THE SHARK IN HER BELLY

The Shark in Her Belly
by Patrick Barb

When Mom returned from her girls’ weekend at the beach, she had a shark growing in her belly. I didn’t know this at first. After all, her skin hadn’t stretched. Her belly hadn’t ballooned, her womb filling with the viscous saltwater-tainted amniotic fluid through which the shark swam and fed. The first real outward sign of change came when Mom swore off drinking.

Then, she stopped letting Dad touch her. Both changes happened back to back, shortly after she’d settled in post-vacation.

“My sunburn, babe!” she’d say, eyes rolling back white in her sockets as though some electric shock pumped through her. She wasn’t in pain though. Her mouth hung slack, eyelashes fluttering like hummingbird wings in flight. The sight reminded me of the people getting healed on the gaudy faith-healer shows I’d watch on Sunday mornings at Grandma’s.

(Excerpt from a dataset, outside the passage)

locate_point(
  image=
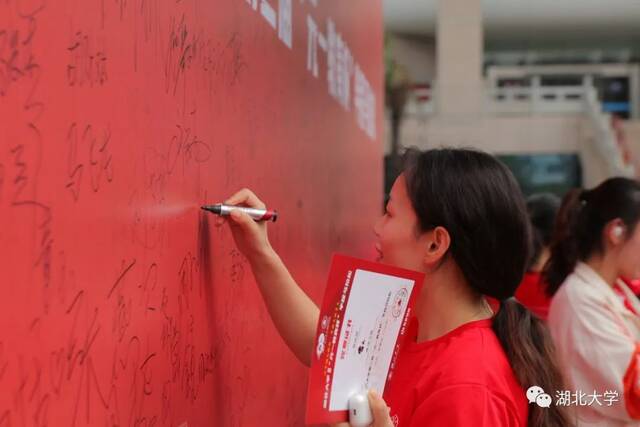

Never mind that Mom’s skin after vacation didn’t look anything like the cooked lobster red of a sunburn but more of a clam’s shell white-to-silver color. When Dad tried to touch her, when he’d caress Mom’s silvery, glimmering skin with the tips of his fingers, they’d come back moist, dripping water droplets onto the carpet or the sofa or our dining room table. Mom’s skin showed the impression of his fingertips from even the slightest touch, displaying swirling rainbows in the hoops and whorls of Dad’s fingerprints.

When Dad got frustrated and stormed off to the garage or the bathroom or to go for a drive, Mom took the opportunity to pull me close, pressing me against her. I tried to get away. “Mommmm, get offa me!” In those moments, it felt like those four words were all I ever said to her.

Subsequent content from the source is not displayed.